La scazzottata presidenziale

By Michele Di Lollo

settembre 14, 2012 Esteri

Se la politica fosse una nobile arte, allora il consenso si misurerebbe in round. Finite le prove tecniche negli States si comincia a fare sul serio. È tempo della “boxepolitik”. Manca ormai poco all’election day. I due candidati si oppongono in un testa a testa che spacca americani e appassionati di tutto il mondo. I toni sono accesi, assumono sempre più i connotati di un incontro sportivo, tifosi contro tifosi: hooligans e allibratori non fanno sconti a nessuno.

In questo contesto proviamo a smorzare gli animi, riportando un divertente sondaggio lanciato da due testate non proprio estranee alla bagarre. Chiedono al popolo americano su chi scommetterebbe se i candidati alla presidenza si affrontassero in una scazzottata. Si tratta dell’Esquire magazine e di Yahoo News, palesemente schierate a sinistra del partito repubblicano.

Basti pensare che Yahoo News è lo stesso giornale che fino a due settimane fa dava lavoro a David Chalian, licenziato in tronco dopo essere stato beccato in un tristissimo fuori onda. “Questi repubblicani sono felici di festeggiare mentre i negri affogano”. La frase si riferiva alla decisione presa dai vertici del partito di proseguire la Convention (a Tampa) nonostante l’imminente arrivo di un uragano sulle coste della Florida. Poco professionale, anche se ai nostri media potrà essere sembrato un commento legittimo.

Il lavoro viene commissionato alla Langer Research Associates e i risultati, pubblicati giovedì, sono fin troppo chiari: il “campione del mondo” uscente Barack Hussein Obama vincerebbe per knock-out contro lo sfidante Mitt Romney.

Il 57% degli intervistati punterebbe i propri risparmi sul leader democratico, mentre solo il 21% investirebbe qualche dollaro sul milionario di Detroit Romney. Il 22% non ama gli incontri e ha deciso di non rispondere. Questo responso sembra non lasciare margine di incertezza. Ma, in realtà, le domande poste agli intervistati sono state due. E nell’altra, molto più generica, l’ex governatore del Massachusetts sembra avere qualche chance in più.

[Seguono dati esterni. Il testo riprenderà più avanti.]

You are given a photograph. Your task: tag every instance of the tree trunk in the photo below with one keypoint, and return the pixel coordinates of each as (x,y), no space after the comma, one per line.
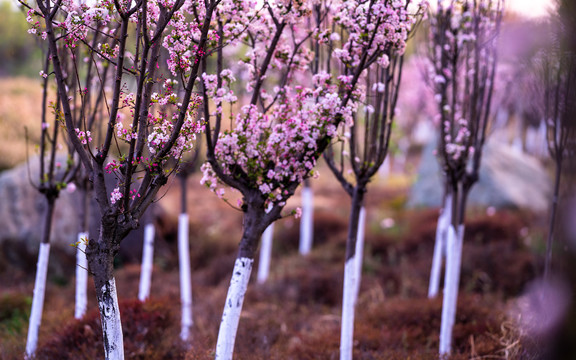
(307,222)
(81,277)
(37,300)
(360,250)
(444,221)
(450,300)
(253,229)
(40,281)
(350,278)
(100,256)
(81,259)
(265,254)
(185,276)
(553,207)
(147,260)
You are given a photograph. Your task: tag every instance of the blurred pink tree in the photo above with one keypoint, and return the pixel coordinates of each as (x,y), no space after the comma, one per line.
(463,59)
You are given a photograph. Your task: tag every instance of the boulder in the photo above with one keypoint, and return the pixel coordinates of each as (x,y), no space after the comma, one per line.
(508,179)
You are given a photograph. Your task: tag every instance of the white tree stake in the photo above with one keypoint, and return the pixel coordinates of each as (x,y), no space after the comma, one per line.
(81,277)
(37,300)
(233,308)
(307,222)
(185,276)
(111,324)
(444,221)
(348,304)
(147,260)
(453,261)
(360,249)
(265,254)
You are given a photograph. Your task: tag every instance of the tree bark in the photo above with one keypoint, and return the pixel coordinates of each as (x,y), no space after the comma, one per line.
(253,229)
(185,276)
(147,261)
(81,277)
(360,250)
(40,281)
(100,256)
(350,277)
(444,221)
(265,254)
(553,207)
(450,300)
(307,221)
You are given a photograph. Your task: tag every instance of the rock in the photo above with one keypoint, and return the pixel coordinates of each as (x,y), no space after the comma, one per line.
(22,210)
(508,179)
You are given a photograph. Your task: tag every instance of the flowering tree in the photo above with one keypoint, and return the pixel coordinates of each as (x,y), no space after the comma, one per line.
(463,61)
(293,111)
(126,37)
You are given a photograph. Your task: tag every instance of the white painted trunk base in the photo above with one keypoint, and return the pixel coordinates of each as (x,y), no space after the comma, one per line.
(111,324)
(385,169)
(147,260)
(265,254)
(37,299)
(450,300)
(444,221)
(307,221)
(81,277)
(185,276)
(233,308)
(359,250)
(348,305)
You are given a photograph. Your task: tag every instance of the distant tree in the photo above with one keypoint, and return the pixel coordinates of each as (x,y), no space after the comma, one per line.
(292,113)
(54,176)
(462,55)
(19,52)
(127,38)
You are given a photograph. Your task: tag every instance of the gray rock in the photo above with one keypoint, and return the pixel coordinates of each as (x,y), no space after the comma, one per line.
(508,179)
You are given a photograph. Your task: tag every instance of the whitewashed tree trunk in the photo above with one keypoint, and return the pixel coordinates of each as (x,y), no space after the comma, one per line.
(450,300)
(444,221)
(147,260)
(359,250)
(185,276)
(111,324)
(81,277)
(307,222)
(265,254)
(348,307)
(233,308)
(37,299)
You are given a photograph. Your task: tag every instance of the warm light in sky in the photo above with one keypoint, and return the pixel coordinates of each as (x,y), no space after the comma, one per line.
(531,8)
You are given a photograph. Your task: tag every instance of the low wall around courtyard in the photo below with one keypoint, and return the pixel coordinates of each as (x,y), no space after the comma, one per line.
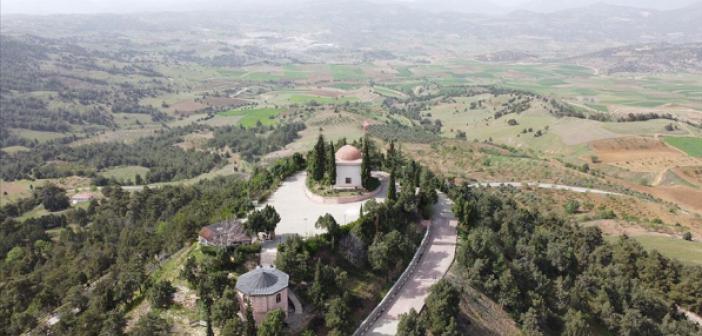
(343,199)
(389,298)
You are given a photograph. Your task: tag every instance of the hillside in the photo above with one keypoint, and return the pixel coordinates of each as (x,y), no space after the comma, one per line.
(647,58)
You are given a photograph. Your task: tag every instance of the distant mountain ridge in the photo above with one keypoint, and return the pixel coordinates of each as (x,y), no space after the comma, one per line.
(550,6)
(646,58)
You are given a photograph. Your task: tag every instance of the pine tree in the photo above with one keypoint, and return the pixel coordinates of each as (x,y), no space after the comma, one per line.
(250,322)
(316,291)
(331,164)
(319,159)
(365,165)
(392,191)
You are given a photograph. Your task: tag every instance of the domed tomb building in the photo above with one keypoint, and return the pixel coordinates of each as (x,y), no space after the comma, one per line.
(348,168)
(266,288)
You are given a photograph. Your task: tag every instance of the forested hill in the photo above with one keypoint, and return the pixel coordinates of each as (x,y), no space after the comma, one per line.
(555,277)
(103,265)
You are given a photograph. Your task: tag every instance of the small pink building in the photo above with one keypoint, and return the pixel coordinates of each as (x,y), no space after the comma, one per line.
(82,197)
(266,289)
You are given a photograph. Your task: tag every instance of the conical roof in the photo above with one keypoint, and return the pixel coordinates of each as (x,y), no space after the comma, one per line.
(348,153)
(262,281)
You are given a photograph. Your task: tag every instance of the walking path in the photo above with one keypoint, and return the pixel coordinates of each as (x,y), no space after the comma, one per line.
(298,213)
(431,268)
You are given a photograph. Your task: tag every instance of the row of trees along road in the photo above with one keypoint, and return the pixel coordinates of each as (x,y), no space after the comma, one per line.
(556,277)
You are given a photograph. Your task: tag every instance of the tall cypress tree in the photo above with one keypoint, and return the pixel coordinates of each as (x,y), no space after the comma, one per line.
(365,164)
(319,159)
(250,322)
(392,192)
(331,164)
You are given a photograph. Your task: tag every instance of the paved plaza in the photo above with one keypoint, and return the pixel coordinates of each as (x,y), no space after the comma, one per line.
(298,213)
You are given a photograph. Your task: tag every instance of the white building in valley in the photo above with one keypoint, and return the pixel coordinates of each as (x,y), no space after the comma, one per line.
(348,168)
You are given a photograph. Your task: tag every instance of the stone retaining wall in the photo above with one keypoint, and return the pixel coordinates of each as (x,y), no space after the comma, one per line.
(342,199)
(368,323)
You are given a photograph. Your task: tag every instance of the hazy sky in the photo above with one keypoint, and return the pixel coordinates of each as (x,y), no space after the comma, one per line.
(126,6)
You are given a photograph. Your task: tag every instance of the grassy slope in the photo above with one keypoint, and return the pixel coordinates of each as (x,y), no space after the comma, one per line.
(691,146)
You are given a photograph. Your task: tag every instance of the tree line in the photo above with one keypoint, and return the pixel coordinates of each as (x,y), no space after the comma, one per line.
(554,276)
(95,270)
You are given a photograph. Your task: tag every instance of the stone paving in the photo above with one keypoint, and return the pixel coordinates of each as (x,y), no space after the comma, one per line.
(434,264)
(298,213)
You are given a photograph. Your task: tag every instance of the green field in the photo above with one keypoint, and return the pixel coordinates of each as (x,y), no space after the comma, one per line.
(306,99)
(690,145)
(346,72)
(126,173)
(15,149)
(250,117)
(687,252)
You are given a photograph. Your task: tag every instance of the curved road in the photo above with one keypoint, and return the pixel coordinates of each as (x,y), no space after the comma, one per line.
(439,256)
(432,267)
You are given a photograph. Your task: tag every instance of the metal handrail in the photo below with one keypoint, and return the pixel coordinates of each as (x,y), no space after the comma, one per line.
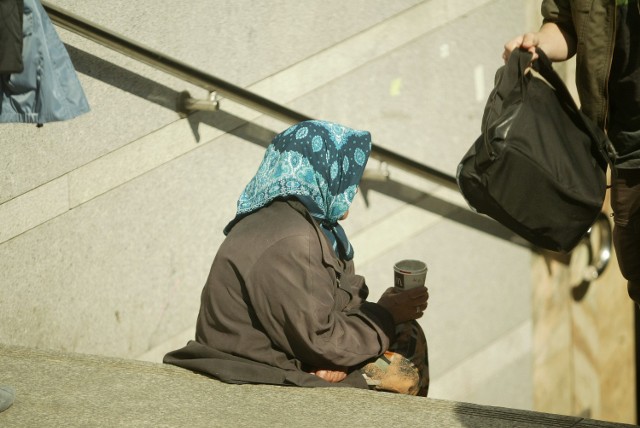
(128,47)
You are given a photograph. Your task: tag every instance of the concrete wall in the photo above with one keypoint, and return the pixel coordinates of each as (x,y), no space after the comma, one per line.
(109,222)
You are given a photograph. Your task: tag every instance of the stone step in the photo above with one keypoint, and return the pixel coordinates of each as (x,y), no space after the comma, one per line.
(60,389)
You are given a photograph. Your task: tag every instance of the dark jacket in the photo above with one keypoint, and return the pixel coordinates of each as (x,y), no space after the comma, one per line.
(278,303)
(592,24)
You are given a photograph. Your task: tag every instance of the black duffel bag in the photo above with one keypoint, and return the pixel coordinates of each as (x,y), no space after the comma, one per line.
(539,167)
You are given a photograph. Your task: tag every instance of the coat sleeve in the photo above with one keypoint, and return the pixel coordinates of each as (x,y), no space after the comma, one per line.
(560,13)
(301,308)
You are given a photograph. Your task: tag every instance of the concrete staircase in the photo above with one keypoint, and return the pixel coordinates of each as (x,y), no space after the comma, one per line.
(57,389)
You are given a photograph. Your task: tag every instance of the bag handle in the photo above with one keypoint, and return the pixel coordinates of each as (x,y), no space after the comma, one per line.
(543,66)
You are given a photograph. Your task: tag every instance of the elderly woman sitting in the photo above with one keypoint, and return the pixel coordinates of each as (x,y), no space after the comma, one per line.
(282,304)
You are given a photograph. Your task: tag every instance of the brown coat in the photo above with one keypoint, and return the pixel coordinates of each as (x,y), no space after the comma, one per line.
(278,303)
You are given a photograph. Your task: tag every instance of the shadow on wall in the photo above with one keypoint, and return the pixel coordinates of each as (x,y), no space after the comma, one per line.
(154,92)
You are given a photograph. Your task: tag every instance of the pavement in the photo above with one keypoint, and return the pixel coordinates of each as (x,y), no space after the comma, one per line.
(60,389)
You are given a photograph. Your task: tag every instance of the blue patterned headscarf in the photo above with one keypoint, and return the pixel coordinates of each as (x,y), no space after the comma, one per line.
(320,164)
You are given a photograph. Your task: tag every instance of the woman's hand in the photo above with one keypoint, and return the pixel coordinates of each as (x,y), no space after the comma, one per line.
(555,43)
(333,376)
(405,305)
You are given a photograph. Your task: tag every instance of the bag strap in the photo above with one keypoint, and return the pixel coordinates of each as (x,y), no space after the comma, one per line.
(543,66)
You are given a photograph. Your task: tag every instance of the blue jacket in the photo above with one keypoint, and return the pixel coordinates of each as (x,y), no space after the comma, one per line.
(48,88)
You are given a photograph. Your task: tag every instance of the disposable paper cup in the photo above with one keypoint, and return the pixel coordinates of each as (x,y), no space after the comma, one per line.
(409,274)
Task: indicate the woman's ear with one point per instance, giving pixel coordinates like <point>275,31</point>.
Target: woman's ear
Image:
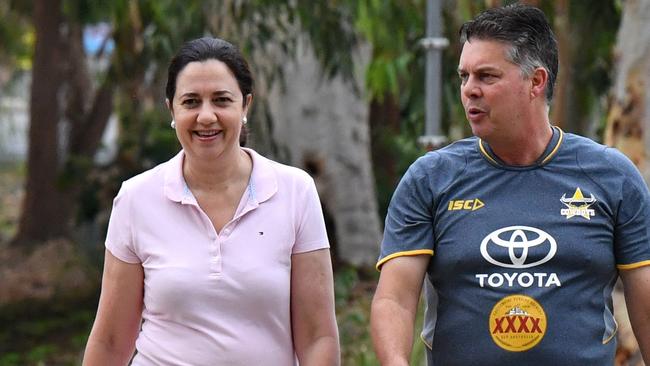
<point>169,107</point>
<point>249,100</point>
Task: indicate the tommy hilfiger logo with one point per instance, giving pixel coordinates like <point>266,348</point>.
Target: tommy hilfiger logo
<point>578,205</point>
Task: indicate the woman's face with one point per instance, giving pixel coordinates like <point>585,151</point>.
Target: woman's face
<point>208,109</point>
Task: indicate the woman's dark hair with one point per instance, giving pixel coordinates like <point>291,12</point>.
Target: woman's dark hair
<point>207,48</point>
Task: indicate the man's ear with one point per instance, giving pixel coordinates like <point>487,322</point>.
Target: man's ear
<point>169,107</point>
<point>539,79</point>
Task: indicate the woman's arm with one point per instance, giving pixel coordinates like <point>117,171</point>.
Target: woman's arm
<point>313,318</point>
<point>112,339</point>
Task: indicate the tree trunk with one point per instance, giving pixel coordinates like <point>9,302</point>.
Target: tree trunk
<point>45,210</point>
<point>321,126</point>
<point>627,122</point>
<point>561,102</point>
<point>58,157</point>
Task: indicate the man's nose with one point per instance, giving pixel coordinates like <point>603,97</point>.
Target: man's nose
<point>471,89</point>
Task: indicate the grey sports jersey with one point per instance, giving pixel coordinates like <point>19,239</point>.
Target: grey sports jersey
<point>524,258</point>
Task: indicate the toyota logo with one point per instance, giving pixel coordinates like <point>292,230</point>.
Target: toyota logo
<point>518,239</point>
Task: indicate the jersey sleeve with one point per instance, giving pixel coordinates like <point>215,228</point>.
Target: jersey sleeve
<point>632,226</point>
<point>311,233</point>
<point>119,238</point>
<point>409,222</point>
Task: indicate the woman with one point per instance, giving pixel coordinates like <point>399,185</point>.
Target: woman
<point>218,256</point>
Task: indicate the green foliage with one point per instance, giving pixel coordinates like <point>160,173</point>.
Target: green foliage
<point>16,36</point>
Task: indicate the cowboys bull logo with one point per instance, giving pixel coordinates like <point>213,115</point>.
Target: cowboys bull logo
<point>578,205</point>
<point>517,323</point>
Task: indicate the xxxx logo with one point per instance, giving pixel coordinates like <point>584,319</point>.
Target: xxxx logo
<point>517,323</point>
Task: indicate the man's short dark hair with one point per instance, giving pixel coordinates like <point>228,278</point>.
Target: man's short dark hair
<point>526,30</point>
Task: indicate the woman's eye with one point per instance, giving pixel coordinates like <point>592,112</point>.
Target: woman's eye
<point>221,100</point>
<point>189,102</point>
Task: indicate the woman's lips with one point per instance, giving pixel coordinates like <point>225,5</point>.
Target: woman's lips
<point>206,135</point>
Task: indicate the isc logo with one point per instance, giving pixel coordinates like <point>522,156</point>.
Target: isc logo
<point>468,205</point>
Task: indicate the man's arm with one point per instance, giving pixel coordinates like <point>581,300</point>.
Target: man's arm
<point>637,297</point>
<point>394,308</point>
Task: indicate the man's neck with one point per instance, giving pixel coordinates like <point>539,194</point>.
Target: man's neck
<point>523,150</point>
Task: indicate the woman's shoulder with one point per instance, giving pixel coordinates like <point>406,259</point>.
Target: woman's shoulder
<point>283,172</point>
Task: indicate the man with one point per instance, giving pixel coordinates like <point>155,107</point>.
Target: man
<point>521,231</point>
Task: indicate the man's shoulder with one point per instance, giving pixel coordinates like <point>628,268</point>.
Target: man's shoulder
<point>593,154</point>
<point>440,167</point>
<point>452,154</point>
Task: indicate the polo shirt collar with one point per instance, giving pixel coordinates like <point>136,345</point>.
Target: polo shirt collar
<point>263,183</point>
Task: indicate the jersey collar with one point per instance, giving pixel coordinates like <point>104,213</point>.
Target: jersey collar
<point>548,154</point>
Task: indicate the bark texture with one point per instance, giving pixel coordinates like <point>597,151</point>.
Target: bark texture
<point>627,122</point>
<point>322,127</point>
<point>44,218</point>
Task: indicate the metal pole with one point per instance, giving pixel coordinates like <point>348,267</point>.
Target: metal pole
<point>434,43</point>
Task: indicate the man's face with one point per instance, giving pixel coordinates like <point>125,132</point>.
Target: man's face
<point>495,95</point>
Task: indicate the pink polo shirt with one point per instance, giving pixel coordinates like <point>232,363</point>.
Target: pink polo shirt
<point>216,298</point>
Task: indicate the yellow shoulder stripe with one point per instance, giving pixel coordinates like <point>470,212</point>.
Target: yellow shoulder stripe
<point>403,254</point>
<point>485,153</point>
<point>425,342</point>
<point>557,146</point>
<point>633,265</point>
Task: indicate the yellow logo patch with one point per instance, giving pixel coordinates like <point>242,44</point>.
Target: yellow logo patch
<point>467,205</point>
<point>578,205</point>
<point>517,323</point>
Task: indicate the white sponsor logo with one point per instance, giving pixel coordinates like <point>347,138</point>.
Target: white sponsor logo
<point>523,279</point>
<point>518,240</point>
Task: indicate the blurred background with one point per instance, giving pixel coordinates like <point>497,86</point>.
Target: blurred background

Stando ai dati pubblicati, i soggetti che hanno partecipato al sondaggio sono in maggioranza democratici. Tuttavia, a differenza dell’altro quesito, qui prende vita un testa a testa terminato con una vittoria del solito Obama per quattro punti percentuali. Se infatti non si fa rifermineto al termine scommessa e portafoglio, Obama viene scelto dal 50% degli elettori contro un dignitoso 46%. La società che si è occupata delle rilevazioni dichiara di avere un margine di errore del 4%. Dunque, fiduciosi, e avendo scommesso un intero stipendio sul candidato del Gop, attendiamo con trepidazione la data del match, quello vero, fissato per il 6 novembre. Speriamo solo che gli amanti del pugilato non si lascino influenzare da questi numeri. Sarebbe un azzardo.